Does God Prevent Us from Becoming Rich?

11 October 2009. 28th Sunday in Ordinary Time
Wisdom 7, 7-11; Psalm 90; Hebrew 4, 12-13; Mark 10, 17-30


The Gospel’s rich young man can become, in some ways, an icon of today’s youth. If you were born around the late 1990s to the present 2009, on the average you may be highly connected, having had lifelong use of communications and media technologies such as the internet, instant and text messaging, MP3 players, cellphones, social media and Youtube. Or even earlier, being born by parents from the late 1960s to 1990s, you probably grew up with the beginning of interconnectivity technology, had pagers and cellular phones, and started using the internet and emails. If you belong to these generations, the rich young man can speak to us in some specific way.

It is said that our young possesses a lot of gadgets, but despite the benefit of having to connect and communicate easier, this generation find in themselves a certain emptiness. The rich young man’s quest for fulfillment in his life, amidst the enormous wealth that he has, lead him to seek the wisdom of Jesus. The emptiness is like the isolation one experiences despite the ability of Friendster, Multiply or Facebook to connect with the people who matter and in the midst of gadgets that let you talk or communicate instantly, even seeing the person in another part of the world virtually talking to us on Skype or YM.

How did Jesus helped the young man find the answer to his emptiness? Jesus walked him through his search. He enumerated the commandments, and the young man said that he had observed them from his youth. And when Jesus finally challenged him to give everything that he has to the poor, his face fell. He couldn’t give everything. The fact is that Jesus never said a portion of it, or a part of his treasure; Jesus said all of it, everything including the people he has been attached to. Jesus was not asking us to “abandon our fathers and mothers, brothers and sisters” but to have an attitude of detachment from them. Often we are paralyzed when our world depends on the people and the things that we own. We cannot normally function when these people leave or die, or when things are destroyed. And one requires a spirituality to be able to let go.

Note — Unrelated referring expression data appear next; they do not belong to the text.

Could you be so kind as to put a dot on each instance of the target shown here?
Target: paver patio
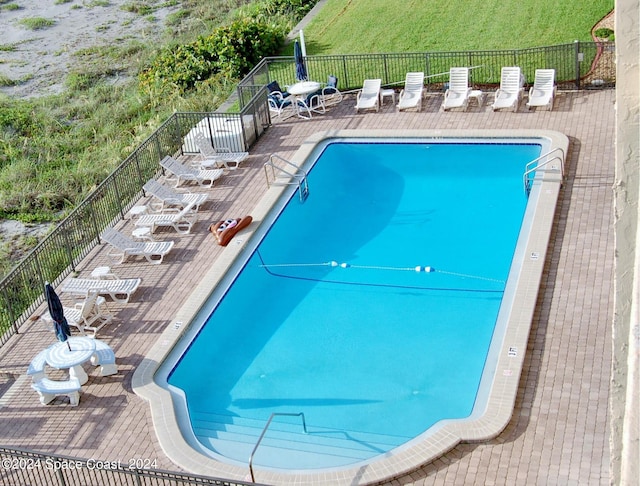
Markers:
(559, 432)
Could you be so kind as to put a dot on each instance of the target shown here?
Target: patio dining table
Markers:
(70, 355)
(301, 90)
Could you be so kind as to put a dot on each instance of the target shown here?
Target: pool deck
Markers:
(559, 433)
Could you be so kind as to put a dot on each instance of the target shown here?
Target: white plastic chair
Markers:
(457, 94)
(511, 89)
(368, 98)
(182, 173)
(217, 157)
(411, 95)
(543, 90)
(165, 197)
(123, 247)
(180, 220)
(120, 290)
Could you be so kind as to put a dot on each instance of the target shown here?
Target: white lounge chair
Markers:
(181, 173)
(165, 197)
(368, 98)
(457, 94)
(543, 90)
(122, 247)
(105, 358)
(411, 95)
(511, 89)
(217, 157)
(120, 290)
(180, 220)
(89, 315)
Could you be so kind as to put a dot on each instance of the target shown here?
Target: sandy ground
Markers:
(39, 60)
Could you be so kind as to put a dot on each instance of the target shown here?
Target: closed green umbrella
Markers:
(301, 70)
(56, 311)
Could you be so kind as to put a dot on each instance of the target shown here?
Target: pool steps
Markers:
(286, 445)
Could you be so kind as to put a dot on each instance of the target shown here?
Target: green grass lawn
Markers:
(373, 26)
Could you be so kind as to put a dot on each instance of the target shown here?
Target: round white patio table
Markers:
(300, 91)
(59, 356)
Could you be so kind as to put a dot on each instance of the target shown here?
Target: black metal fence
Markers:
(58, 254)
(579, 65)
(20, 467)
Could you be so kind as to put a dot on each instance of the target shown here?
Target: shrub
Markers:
(604, 33)
(36, 23)
(232, 50)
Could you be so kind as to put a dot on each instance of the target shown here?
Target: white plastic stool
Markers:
(387, 92)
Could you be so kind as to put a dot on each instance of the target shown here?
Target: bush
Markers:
(604, 33)
(232, 50)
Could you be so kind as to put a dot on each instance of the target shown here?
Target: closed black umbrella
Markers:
(301, 70)
(60, 324)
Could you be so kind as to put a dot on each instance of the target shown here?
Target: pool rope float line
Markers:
(223, 231)
(416, 269)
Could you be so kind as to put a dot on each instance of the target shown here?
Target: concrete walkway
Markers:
(559, 432)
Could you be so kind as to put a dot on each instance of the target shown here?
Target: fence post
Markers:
(578, 59)
(67, 245)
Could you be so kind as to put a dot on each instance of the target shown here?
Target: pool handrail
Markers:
(531, 168)
(299, 175)
(264, 431)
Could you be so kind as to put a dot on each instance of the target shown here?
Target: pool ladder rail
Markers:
(264, 431)
(285, 172)
(535, 166)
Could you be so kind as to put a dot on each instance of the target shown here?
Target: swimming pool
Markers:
(395, 275)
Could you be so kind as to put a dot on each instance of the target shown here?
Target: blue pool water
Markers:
(330, 317)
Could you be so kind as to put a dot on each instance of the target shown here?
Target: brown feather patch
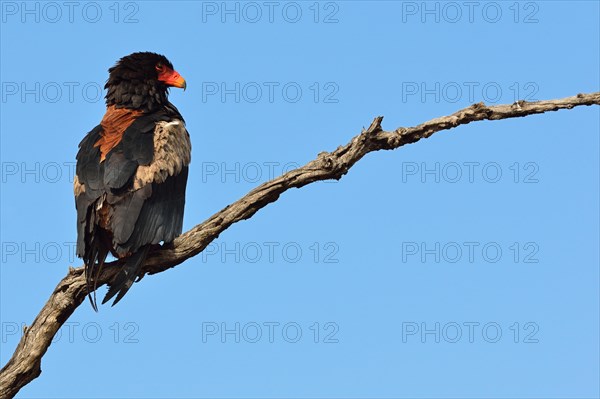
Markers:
(114, 123)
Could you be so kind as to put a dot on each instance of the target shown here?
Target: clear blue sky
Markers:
(465, 265)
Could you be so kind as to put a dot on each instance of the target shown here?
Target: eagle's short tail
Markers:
(94, 261)
(129, 271)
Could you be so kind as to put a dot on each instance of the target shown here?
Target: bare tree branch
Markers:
(25, 364)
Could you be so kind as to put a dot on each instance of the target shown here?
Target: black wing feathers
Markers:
(138, 217)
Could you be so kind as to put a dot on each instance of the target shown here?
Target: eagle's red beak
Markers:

Fr. Joaquin Bernas SJ defines spirituality as this: “By ‘spirituality’ I do not mean external piety such as novenas, lighted candles, pilgrimages, and crawling on bended knees in Quiapo church. By spirituality, rather, I mean a person’s governing world of meaning, his or her dominant worldview, how he or she relates not just with God, not just with men and women, but also with material wealth.” It means having the wisdom to know what matters to us, what values we lived by, what makes our lives meaningful. It means having the right relationship as regards to material wealth and to people around us. It means having the ability to be flexible than rigid; to be able to find an alternative way of praying when circumstance makes it impossible to perform the prayer we have been accustomed to do. To know Who is the locus of our life and everything else matters only in so far as we do not lose our gaze on God, then we have a spirituality. When we are able to acquire this wisdom through constant prayer, as the first reading tells us, we will be free from any inordinate attachments.

Does this mean that God does not want us to be rich; to have more achievements; to possess the perks of our hard work? Not at all. God wants us to have the correct way of regarding what we have; to have an “ordered” relationship than a “disordered” one. For example, if we have been true stewards of creation, not reckless users of created things, then we would not have experienced the effects of climate change.

We are challenged to look at everything that we own and achieved as borrowed. Mr. Onofre Pagsanghan said that “Everything is borrowed. My life is hiram. My life is borrowed. My talents are borrowed. Whatever I have is borrowed. And so I use it in the way that God wants me to use it. For as long as I can use it. And in the end, nothing is mine.” Whatever we possess or own is not from us, but for us to use according to God’s intent purpose. By having this worldview, we are able to follow Jesus. And when we lose everything in a flood, a calamity, a failed project or a bad investment, we do not lose hope because our lives are not attached to them but to God. The tragedy is when we “lose” our gaze on God. When we become “godless” we lose meaning and we slide again into emptiness.

On the other hand, when we hope, we gain the power to rebuild again. It is God who makes us courageous to give all of ourselves. This I think is the substance of Filipino resiliency. To those who believe in God, their hopes are not gashed by a great tragedy. And to those who have great faith, but are not victims, they take upon themselves the responsibility to give hope to those who have been rendered helpless. How? By donating not just material wealth, but themselves entirely.